When starting to write the specification of the works, it is advisable to describe the works at the very lowest levels of intended alteration which may, in some cases, mean modifications to foundations and will contain descriptions for:

• Providing temporary support for floors and existing ceilings in order to strengthen or replace lintels;

• Preparing, probably, even at this early stage, the stairwell which will afford access to the works in the intended conversion area.

Specify precisely; leave nothing to question by the builders or even yourself at a later date at the time of construction, thinking through and describing all of the building operations from the start of the element being considered to its natural conclusion of the reinstatement of surfaces and decorations. An example is given below for the replacement of an existing lintel with a new lintel capable of carrying a new floor load above:

'Window W4: carefully remove carpets and provide dust-proof screen on dining room side of window. Provide temporary structural support to ceiling and roof above by fitting a temporary purlin in the roof space above over the areas of the rafter currently supported by the lintel. Purlin to be supported off struts directly on bearers onto ceiling joists.

Fit a spreader beam immediately beneath the struts under the existing ceiling and support on Acrow or similar props. The Acrows to be set on a bearer on the floor. When all load has been taken from the lintel by the propping system, carefully remove the existing lintel, replace with new lintel and bed solidly. Do not remove props until mortar has set.

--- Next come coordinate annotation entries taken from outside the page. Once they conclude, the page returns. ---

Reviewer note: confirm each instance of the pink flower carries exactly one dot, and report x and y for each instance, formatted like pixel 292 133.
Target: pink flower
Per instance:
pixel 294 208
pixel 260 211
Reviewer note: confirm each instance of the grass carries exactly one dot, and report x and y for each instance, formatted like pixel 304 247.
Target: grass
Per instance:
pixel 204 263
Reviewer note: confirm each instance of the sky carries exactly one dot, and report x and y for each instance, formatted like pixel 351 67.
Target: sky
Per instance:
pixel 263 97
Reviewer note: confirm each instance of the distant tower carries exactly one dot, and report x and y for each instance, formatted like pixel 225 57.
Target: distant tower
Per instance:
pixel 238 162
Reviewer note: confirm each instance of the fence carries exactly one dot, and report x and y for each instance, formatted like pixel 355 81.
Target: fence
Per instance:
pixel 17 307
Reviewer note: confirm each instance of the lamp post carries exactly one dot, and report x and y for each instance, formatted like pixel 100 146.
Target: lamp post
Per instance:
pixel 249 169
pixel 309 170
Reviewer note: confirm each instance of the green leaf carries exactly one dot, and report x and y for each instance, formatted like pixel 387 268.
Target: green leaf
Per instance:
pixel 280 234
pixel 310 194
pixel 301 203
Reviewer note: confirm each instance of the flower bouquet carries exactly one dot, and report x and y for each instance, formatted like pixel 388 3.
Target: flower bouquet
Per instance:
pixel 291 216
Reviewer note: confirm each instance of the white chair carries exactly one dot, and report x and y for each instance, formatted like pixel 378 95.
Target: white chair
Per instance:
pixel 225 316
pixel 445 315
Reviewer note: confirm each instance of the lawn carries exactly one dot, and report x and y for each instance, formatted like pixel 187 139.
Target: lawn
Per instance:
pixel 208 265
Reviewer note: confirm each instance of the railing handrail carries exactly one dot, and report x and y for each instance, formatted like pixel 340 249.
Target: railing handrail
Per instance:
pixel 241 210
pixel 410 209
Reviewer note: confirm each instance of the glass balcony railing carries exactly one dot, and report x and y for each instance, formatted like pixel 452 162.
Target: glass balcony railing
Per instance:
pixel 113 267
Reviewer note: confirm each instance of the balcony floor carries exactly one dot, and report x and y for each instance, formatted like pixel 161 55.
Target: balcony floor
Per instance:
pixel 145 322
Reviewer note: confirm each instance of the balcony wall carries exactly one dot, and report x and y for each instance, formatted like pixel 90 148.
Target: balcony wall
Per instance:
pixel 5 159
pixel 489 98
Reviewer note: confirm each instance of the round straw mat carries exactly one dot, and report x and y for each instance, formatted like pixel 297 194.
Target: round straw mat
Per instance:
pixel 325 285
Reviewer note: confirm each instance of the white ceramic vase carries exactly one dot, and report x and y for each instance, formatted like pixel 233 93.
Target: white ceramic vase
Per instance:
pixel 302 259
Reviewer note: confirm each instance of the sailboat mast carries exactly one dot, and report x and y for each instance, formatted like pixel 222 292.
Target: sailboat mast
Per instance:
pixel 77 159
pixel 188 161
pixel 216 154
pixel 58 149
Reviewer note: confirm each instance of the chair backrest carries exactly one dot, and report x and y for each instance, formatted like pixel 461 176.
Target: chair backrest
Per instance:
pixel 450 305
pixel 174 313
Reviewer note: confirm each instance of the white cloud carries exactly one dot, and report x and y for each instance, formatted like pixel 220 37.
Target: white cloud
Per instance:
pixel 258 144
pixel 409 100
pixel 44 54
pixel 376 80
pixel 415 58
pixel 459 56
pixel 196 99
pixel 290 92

Not less than 48 h after the replacement of the lintel, prop system can be removed and the area restored, made good and decorated as necessary.'

Avoid vague and incomplete specification clauses such as, 'Fit new floor to attic space.' This should be specified as follows:

'Provide and fix 19 mm tongued and grooved jointed, V313 flooring grade chipboard conforming to BS 5669:1989 Type C4. Board to be fixed with 63 mm long annular ring shanked nails, including gluing all tongued and grooved joints. 38 x 50 mm softwood noggings to be used around the perimeter of the room to support flooring and at any square edge joint in the board.'

This will avoid:

(1) the supply of inferior boarding;

(2) falling below the requirements for a V313 moisture-resisting grade chipboard in bathroom areas;

(3) the irritating problem of squeaking floors caused by incorrect nails and incorrect jointing of the boards;

(4) the flexing of the floorboard between floor joists through inadequate support.

The result is, of course, a good sound job at the price quoted, and if any of the specified items have not been carried out at the time of inspection, or a badly creaking floor becomes evident after use, then the employer has a legitimate claim against the builder. The moral of all this is to spend time in the preparation and planning and you will save hours if not days of delay and frustration later. Remember, if you are the architect or builder, that your client may well have to remain in occupation throughout the conversion and the minimum of disruption is therefore desirable. Delays caused by unspecified and therefore unforeseen work will not easily be tolerated at this time of great disturbance to the household.